Le comédien Denis Rey adapte « Gros-Câlin » d’Emile Ajar dans un seul en scène où il excelle. À voir d’urgence au théâtre du Pavé !
On sent qu’il l’aime son personnage, Denis Rey ! Qu’il le porte en lui comme un ami, comme un frère. Certes, pas autant que le héros de « Gros-Câlin » aime son python et c’est fort heureux : le comédien à la fin de la pièce se séparera de son personnage, ce qui n’est pas le cas de Michel Cousin avec son animal de compagnie, dans le roman d’Emile Ajar, à savoir Romain Gary. Ce solo du même nom « Gros-Câlin » – mis en scène et interprété par Denis Rey qui signe aussi l’adaptation du texte – ressemble au comédien toulousain : modeste, sensible, généreux et attachant, avec un zeste de burlesque angoissé. Sur le plateau : une unique chaise – ah ces chaises, partenaires de jeu indispensables dans les spectacles de théâtre !

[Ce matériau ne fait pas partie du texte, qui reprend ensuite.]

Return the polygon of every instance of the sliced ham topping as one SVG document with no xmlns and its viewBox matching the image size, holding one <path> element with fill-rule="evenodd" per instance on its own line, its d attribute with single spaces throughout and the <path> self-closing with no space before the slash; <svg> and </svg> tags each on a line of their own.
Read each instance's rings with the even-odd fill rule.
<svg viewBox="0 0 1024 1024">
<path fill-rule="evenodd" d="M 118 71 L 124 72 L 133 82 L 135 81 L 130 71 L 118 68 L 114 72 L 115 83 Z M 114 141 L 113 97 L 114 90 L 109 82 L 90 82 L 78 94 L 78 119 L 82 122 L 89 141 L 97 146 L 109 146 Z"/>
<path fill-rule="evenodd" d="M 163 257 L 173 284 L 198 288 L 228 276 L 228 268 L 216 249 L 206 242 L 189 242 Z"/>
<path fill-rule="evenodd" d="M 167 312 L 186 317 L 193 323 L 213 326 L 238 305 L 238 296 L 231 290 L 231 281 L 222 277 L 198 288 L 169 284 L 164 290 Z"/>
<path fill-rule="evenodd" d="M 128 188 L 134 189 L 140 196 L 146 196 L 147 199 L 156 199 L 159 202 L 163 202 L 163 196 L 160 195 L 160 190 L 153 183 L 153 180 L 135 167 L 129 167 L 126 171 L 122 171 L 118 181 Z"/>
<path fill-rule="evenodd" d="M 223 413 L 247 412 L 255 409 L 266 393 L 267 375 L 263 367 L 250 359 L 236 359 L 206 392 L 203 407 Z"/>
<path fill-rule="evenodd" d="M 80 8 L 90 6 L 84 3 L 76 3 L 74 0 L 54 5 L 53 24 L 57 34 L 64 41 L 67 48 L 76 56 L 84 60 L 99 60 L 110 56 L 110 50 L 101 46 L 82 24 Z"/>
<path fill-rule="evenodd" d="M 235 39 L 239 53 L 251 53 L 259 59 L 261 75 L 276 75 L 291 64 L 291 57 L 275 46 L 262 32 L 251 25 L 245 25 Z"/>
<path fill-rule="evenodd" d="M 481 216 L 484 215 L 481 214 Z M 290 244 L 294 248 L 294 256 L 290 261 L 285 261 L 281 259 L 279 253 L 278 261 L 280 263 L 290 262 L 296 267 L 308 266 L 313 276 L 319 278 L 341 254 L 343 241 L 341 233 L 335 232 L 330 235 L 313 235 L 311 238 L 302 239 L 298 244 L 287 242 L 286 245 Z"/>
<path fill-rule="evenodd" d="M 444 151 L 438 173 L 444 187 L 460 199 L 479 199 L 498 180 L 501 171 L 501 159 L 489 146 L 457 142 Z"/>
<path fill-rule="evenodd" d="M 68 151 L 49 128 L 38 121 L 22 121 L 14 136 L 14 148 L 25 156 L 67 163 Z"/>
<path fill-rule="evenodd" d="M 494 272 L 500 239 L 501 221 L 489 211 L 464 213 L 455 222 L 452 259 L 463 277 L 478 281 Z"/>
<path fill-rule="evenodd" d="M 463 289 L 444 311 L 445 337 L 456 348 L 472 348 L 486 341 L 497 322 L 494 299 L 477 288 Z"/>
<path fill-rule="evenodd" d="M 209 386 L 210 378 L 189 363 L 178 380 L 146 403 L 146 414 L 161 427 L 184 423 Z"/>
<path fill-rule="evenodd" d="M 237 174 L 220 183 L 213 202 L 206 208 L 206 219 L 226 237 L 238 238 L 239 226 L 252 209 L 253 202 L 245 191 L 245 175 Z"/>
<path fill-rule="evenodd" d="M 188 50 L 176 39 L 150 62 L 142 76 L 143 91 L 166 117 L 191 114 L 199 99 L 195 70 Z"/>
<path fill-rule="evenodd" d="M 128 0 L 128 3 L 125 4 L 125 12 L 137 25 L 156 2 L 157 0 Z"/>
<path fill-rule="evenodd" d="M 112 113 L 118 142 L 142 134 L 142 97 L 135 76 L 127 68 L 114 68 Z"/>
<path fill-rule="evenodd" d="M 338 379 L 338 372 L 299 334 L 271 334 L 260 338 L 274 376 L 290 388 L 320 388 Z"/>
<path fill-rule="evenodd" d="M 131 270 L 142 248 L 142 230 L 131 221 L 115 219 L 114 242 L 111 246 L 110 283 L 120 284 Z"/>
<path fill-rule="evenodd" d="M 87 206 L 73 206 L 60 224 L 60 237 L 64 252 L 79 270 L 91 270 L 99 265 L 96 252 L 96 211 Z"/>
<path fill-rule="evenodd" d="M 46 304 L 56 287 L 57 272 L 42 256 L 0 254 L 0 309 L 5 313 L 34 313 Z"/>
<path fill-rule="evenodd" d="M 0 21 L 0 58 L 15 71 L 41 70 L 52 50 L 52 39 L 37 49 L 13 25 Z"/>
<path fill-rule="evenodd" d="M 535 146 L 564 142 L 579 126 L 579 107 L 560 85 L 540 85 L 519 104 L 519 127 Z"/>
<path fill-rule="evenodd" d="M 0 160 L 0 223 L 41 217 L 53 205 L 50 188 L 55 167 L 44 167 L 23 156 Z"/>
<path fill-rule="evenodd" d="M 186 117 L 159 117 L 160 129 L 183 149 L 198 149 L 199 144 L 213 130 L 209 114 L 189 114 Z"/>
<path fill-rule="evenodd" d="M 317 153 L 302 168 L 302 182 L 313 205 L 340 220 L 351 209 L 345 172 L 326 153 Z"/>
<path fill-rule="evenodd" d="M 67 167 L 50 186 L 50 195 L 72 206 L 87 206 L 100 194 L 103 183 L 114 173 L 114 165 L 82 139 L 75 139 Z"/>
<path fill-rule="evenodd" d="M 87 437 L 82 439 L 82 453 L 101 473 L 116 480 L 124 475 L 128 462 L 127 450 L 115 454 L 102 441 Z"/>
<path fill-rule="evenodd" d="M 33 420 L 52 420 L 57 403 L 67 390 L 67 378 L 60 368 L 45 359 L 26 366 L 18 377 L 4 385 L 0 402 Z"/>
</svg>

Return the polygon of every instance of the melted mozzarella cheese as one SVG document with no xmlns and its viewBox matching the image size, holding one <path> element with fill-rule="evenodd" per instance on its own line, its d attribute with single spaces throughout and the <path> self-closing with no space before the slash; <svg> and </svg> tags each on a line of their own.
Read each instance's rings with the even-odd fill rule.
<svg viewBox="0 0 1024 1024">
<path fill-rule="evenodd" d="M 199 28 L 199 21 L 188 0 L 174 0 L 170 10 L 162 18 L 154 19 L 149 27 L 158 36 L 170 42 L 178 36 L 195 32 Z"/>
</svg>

Un plateau si nu et imposant que Denis Rey / Michel Cousin en parait d’autant plus petit et seul. Et c’est bien là le propos de cette fable tragi-comique : celle d’un modeste statisticien, célibataire perdu dans la grande agglomération parisienne qui, pour combler son manque d’amour et de tendresse, partage sa vie avec un python de 2m50 qu’il a adopté et nommé « Gros-Câlin ». Cet animal à sang-froid est le seul à lui donner chaleur et affection en s’enroulant autour de lui comme autant de bras l’étreignant. Ce texte publié en 1974 n’a pas pris une ride ! Bien au contraire. Tout ce qu’il fait entendre de ce que les grandes villes produisent d’humains broyés par l’isolement, la misère affective, l’anonymat et l’impitoyable routine métro-boulot-dodo, résonne à nos oreilles en ce XXIème siècle individualiste où Facebook est érigé en sanctuaire de la communication et de la sociabilité. Et quelle langue ! Une écriture serpentine, toute en digressions, en anneaux et nœuds, déroulant une poésie d’une infinie délicatesse. Rarement n’ont été exprimés avec autant de finesse l’angoisse, la détresse et l’inaptitude aux codes sociaux de tous ceux pour qui le monde extérieur représente un bien plus grand danger qu’un intérieur habité par un serpent de plus de deux mètres ! Cousin, avec son costume étriqué et sa cravate trop serrée, ressemble à ces nombreux fonctionnaires invisibles que l’on croise dans les grandes métropoles modernes. Mais sous l’enveloppe adulte, le personnage de Gary est un cœur fragile d’enfant dont les excès d’enthousiasme n’ont d’égal que ceux de sa colère et la profondeur de ses peurs.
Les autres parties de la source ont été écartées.